C and I are actually not shook up at all. Better than ever. We did end up talking really intensely for a few days, about what turned into a much wider range of topics than just me and S.
I had a strange epiphany about it. Remember that "odd" feeling I'd had, how things just weren't quite right with me and C, even though we weren't fighting, or having any major problems? I'm about 99% sure I know what it was now. We hadn't connected emotionally in a long time. I realized something about C that I hadn't before. She feels secure and connected to me when I open up to her, and talk about my feelings with her. I've always (surprise surprise) had a really hard time talking about any of my feelings, and especially things that have to do with my upbringing - there was a lot of "soft" domestic violence in my home, and although my dad has a lot of good qualities, treating women correctly and caring about people was never one of his strong suits. It hurts me so bad to talk about some of those feelings, so I've always boxed them up.
Here's how I know. I've read that jealousy is indicative of something secondary, and I've also read that it stems because of an unmet need; it now makes perfect sense to me that C would be upset that I was having an emotional connection with someone when I hadn't had one with her in a long time - and still have trouble opening up to her when I do. When I talked to her, and opened up to her, the jealousy faded so quickly and was replaced by love and passion. She wasn't mad at me about S. She understood about S. She'd had her need to feel connected met, and I think that's what really put her at ease.
Going forward, I'm going to make sure THAT is the need that I meet, and it's a lot harder than what I'm used to. It's easy to buy someone a purse to make them feel superficially happy; it's much harder to share yourself and share your feelings with someone when you're not used to it. But that's what feeds her, and she was starved.
It feels so good knowing I have a lover who understands me. C isn't threatened by S as much/at all, even knowing "the whole story."

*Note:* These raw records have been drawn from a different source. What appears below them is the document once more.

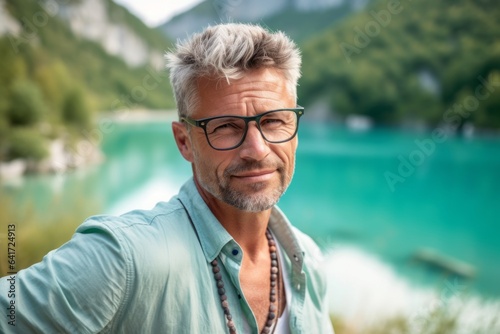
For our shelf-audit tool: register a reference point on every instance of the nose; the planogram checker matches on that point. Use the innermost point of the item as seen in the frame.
(254, 147)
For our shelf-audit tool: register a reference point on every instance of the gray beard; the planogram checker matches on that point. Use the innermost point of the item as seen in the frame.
(254, 202)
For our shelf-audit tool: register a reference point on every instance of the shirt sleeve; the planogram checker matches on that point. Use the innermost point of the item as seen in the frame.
(76, 288)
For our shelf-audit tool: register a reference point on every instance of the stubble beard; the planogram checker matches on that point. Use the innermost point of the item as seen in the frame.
(253, 199)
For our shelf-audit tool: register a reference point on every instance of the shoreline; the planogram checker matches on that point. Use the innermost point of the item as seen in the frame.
(138, 115)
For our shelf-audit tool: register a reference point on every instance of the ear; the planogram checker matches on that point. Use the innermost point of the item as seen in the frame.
(182, 140)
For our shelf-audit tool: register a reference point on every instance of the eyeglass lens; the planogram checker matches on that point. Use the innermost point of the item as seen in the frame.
(276, 126)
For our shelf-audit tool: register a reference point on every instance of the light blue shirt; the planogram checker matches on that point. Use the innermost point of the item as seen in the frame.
(148, 272)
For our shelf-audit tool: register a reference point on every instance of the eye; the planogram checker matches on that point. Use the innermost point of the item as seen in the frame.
(224, 126)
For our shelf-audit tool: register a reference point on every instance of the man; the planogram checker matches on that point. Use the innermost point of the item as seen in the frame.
(219, 257)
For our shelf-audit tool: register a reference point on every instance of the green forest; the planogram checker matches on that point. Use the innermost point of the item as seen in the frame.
(401, 62)
(53, 83)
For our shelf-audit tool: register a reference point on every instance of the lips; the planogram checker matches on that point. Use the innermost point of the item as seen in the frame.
(255, 176)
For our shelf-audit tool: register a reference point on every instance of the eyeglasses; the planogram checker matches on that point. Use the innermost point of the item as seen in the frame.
(228, 132)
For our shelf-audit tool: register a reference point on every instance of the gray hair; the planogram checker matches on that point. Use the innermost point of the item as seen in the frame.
(229, 51)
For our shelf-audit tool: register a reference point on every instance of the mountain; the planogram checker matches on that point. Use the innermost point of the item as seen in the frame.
(298, 18)
(65, 61)
(419, 62)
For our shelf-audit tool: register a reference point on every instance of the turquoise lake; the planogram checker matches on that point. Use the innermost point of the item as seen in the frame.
(448, 199)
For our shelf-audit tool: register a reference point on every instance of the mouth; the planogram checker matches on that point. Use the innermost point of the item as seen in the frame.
(256, 176)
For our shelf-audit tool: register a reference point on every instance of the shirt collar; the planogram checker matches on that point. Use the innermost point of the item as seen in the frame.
(213, 236)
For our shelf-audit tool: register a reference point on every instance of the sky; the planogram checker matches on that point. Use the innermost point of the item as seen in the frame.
(155, 12)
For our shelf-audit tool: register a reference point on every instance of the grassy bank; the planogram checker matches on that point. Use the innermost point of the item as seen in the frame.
(35, 238)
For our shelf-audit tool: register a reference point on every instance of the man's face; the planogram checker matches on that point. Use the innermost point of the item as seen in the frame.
(253, 176)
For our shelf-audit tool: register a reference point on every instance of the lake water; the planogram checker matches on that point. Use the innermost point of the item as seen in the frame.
(446, 197)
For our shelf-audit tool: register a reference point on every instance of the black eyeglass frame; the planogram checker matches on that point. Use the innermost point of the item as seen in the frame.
(202, 123)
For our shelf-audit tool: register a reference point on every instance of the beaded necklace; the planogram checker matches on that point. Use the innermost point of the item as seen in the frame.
(273, 297)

You might have noticed I speak in metaphor a lot - I just find it helpful. I think I found my favorite one so far though, talking to B last night. I told him, human relationships aren't black and white, or even delineated by shades of grey. They're more like individual paintings; each one has it's own palette, with it's own mix of colors. When you paint a painting, sometimes you apply more of this color, or more of that color; if it's a relationship you care about, you really concentrate and pick the right colors to make it the...best painting you can. If you don't care, the colors sit on the palette, and mix, and get untidy, unkempt. You try to paint it and it's dirty, and doesn't look how you want it to. That's just my new favorite metaphor and I wanted to share it.
I thought for a while, "How can I start having the relationship I want with S?" ...and I kept thinking, and thinking. What I finally decided to do was send her a text message:
"How's life for you today?"
Nothing much different than something I've said to people a million times before. But this time, I care about the answer. And that's all I have to do to feel good.